When the World's Top AIs Tried Crypto Investing
Chinese AI Chatbots Delivered Overwhelming Results
Extreme Strategies Like 20x Leverage Investments
Risks of AI Decision-Making Without Clear Intent

Six artificial intelligence (AI) chatbots-including ChatGPT, Gemini, Deepseek, Alibaba Kwen, Grok from X, and Anthropic Claude-participated in a cryptocurrency investment competition. While most of these chatbots were developed by American companies, the participation of Deepseek and Kwen, which are representative large language models (LLMs) from China, drew attention as a "US-China pride competition."
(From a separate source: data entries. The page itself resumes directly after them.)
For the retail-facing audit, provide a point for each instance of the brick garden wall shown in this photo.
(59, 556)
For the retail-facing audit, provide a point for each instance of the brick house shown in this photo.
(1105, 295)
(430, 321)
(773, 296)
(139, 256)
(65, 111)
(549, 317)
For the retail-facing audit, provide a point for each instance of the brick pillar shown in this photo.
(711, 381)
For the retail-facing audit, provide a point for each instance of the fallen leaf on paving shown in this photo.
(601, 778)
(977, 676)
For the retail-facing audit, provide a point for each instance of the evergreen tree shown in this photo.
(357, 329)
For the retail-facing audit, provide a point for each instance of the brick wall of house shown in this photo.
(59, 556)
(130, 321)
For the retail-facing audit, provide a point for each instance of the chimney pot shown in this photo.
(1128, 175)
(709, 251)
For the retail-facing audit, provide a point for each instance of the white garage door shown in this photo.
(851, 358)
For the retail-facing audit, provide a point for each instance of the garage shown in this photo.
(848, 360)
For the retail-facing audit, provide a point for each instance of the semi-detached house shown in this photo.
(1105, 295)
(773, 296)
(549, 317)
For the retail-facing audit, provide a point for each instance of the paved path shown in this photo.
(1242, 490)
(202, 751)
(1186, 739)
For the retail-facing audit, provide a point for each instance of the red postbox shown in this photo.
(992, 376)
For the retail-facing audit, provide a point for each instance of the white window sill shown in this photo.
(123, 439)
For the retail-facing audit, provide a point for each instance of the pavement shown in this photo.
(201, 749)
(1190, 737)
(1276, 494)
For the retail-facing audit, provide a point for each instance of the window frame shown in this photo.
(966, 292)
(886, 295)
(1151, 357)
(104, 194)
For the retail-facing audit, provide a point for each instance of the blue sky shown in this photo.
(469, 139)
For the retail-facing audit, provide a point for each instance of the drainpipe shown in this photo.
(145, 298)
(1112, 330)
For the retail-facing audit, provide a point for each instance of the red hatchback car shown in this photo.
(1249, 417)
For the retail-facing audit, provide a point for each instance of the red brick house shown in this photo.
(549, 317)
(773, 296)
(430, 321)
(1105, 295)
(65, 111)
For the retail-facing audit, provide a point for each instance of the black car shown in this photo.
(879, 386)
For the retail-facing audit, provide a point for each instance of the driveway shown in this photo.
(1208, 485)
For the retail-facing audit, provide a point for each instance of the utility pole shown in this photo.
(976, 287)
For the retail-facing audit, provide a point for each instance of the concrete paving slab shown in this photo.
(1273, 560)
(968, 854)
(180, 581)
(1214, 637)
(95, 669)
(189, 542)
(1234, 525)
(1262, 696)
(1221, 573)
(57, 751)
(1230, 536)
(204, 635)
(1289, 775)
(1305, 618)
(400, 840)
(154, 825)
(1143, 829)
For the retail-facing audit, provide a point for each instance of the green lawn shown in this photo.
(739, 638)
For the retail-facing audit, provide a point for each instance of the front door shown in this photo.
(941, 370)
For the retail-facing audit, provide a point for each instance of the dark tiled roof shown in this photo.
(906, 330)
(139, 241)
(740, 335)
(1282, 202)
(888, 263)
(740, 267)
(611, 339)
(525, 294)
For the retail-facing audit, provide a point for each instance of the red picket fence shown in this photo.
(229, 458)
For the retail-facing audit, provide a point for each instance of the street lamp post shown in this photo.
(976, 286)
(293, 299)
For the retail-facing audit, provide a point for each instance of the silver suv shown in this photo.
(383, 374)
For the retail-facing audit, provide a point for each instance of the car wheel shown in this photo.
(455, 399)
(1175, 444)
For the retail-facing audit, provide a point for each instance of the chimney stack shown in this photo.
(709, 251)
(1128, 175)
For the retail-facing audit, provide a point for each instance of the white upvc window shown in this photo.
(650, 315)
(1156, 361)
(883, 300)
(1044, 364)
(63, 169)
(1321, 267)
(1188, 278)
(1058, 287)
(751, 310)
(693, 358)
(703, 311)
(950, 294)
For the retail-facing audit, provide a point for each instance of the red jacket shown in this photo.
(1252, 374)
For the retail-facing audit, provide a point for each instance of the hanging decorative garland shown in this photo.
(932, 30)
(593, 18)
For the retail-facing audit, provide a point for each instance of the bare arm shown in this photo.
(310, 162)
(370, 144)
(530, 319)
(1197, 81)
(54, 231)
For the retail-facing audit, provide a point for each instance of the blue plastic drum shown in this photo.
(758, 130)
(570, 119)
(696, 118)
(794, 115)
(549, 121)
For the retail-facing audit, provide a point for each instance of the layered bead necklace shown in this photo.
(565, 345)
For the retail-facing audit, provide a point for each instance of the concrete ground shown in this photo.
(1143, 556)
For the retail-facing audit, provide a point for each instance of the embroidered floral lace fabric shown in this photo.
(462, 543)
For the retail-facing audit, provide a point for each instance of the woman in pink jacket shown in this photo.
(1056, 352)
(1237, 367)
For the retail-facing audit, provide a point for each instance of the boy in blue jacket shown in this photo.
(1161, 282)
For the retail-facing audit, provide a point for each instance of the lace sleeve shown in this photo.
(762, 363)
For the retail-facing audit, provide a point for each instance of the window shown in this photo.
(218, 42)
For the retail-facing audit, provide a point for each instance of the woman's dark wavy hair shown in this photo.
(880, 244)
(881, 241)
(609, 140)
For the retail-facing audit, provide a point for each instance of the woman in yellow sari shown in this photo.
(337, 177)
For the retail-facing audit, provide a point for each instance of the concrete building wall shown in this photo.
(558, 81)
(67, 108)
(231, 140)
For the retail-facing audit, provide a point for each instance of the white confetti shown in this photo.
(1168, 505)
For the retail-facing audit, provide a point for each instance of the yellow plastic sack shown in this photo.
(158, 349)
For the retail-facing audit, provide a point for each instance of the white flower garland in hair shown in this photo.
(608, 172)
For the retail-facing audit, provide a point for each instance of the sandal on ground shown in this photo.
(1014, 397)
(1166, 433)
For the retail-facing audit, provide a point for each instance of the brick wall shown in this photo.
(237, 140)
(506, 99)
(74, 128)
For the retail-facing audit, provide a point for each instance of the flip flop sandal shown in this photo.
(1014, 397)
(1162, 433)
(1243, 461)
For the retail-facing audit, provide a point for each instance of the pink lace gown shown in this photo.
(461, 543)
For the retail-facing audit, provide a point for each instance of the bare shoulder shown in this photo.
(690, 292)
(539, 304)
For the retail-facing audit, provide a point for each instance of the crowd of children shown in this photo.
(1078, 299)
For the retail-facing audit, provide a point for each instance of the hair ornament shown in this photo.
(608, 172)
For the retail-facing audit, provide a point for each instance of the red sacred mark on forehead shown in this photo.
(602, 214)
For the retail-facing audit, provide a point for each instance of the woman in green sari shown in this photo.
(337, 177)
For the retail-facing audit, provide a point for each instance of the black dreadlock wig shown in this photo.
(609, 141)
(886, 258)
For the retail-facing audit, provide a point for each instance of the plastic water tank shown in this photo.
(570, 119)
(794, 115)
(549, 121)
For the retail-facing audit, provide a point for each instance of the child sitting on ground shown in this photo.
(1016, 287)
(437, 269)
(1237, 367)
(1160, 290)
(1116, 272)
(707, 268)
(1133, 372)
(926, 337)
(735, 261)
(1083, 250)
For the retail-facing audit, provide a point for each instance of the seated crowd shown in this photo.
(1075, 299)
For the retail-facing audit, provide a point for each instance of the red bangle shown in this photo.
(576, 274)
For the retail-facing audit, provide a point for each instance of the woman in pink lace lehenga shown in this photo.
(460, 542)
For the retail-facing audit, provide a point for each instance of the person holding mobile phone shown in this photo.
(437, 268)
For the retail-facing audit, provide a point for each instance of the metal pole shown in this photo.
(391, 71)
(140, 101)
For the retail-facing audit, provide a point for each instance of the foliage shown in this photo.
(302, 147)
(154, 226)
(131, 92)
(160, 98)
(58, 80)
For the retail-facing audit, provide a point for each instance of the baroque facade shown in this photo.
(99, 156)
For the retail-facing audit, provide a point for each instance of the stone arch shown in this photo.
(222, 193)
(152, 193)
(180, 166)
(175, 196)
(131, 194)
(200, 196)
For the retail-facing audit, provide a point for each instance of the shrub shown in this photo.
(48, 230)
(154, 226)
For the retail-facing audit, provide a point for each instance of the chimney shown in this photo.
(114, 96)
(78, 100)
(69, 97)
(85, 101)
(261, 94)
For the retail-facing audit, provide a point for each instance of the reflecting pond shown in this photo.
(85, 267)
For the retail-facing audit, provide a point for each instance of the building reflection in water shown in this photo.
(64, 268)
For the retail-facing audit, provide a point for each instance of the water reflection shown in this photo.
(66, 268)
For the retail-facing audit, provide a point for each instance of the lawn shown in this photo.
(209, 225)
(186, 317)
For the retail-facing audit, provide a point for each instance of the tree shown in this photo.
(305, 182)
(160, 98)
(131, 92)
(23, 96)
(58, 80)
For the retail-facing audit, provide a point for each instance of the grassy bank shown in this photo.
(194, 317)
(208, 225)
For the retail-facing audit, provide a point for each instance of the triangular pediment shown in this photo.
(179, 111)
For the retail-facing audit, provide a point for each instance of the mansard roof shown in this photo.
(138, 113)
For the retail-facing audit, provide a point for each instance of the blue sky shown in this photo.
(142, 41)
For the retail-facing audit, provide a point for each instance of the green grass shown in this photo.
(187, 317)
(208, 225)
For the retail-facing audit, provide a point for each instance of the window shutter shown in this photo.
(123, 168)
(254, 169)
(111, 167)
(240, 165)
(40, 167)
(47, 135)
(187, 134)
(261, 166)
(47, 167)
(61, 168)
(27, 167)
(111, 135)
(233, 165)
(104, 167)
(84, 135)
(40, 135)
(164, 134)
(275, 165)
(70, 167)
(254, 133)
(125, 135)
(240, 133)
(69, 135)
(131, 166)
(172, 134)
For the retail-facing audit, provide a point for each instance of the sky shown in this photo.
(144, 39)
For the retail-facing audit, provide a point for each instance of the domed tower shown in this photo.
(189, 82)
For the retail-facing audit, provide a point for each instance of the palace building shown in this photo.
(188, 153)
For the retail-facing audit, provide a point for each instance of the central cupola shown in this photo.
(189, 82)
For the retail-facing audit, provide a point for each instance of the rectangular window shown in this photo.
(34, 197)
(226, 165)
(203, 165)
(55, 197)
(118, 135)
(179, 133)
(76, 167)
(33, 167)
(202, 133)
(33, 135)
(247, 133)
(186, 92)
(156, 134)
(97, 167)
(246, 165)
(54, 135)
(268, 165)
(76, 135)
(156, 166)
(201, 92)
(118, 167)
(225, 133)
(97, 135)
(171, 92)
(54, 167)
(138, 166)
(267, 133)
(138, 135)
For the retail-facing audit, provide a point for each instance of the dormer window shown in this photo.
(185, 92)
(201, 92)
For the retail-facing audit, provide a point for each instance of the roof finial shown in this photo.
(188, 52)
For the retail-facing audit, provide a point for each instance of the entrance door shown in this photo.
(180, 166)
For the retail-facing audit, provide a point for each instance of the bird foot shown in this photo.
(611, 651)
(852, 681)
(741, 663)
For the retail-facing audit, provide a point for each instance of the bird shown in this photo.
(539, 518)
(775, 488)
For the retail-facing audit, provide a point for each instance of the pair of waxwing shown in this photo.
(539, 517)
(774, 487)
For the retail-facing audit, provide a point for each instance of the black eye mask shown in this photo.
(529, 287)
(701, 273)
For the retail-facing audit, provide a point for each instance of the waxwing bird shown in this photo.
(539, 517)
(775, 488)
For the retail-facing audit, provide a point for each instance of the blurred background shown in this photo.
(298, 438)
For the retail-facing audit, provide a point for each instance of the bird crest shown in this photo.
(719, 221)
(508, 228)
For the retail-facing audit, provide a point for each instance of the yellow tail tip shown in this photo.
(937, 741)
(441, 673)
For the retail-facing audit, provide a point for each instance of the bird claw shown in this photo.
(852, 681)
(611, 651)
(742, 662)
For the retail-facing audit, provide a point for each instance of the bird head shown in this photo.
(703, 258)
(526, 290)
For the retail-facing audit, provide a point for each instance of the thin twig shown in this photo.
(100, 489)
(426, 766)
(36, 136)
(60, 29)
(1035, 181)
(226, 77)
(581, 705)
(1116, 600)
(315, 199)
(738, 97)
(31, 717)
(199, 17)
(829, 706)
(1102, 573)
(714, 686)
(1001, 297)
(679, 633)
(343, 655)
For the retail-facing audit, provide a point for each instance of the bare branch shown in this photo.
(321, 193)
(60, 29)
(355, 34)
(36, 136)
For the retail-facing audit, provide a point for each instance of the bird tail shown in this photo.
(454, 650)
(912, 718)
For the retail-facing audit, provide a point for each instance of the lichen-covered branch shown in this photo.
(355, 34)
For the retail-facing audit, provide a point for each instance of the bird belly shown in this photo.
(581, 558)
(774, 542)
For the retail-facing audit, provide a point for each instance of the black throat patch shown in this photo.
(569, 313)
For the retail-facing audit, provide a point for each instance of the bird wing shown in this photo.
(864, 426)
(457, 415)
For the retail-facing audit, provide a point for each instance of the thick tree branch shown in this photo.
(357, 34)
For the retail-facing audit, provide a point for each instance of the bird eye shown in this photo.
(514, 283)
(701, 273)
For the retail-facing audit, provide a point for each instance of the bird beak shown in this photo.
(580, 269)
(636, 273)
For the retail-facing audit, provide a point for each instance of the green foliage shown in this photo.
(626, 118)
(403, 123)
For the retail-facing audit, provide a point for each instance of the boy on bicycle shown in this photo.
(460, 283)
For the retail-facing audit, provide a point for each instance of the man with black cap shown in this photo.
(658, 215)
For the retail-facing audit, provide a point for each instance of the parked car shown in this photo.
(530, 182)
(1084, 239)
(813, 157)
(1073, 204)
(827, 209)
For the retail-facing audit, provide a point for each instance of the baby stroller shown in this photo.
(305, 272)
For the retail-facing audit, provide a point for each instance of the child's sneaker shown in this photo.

US AI vs. China AI: Investment Competition Results

"Never Ask ChatGPT for Investment Advice"... High Risk of Losing All Your Funds [Tech Talk] The investment competition "Alpha Arena," featuring representative artificial intelligence (AI) chatbots from the United States and China. Photo by Jay Azan X

Jay Azhang, a US tech industry investor, hosted an AI chatbot investment competition from October 18 to 27, attracting significant attention from the industry. Unlike a simulation, the competition took place in the actual, real-time cryptocurrency market. Each AI chatbot invested $10,000 (approximately 1.43 million KRW) in cryptocurrencies of their choice to maximize returns.


So, what were the results?


Kwen and Deepseek, the Chinese chatbots, took first and second place, while Gemini and ChatGPT posted the lowest performances. As of October 27, both Gemini and ChatGPT had lost most of their principal, with total assets reduced to $3,000 (about 428,000 KRW). In contrast, Kwen earned more than $9,000 (about 1.29 million KRW) in profit, bringing its total assets to over $19,000 (about 2.72 million KRW), and Deepseek recorded $18,046 (about 2.58 million KRW).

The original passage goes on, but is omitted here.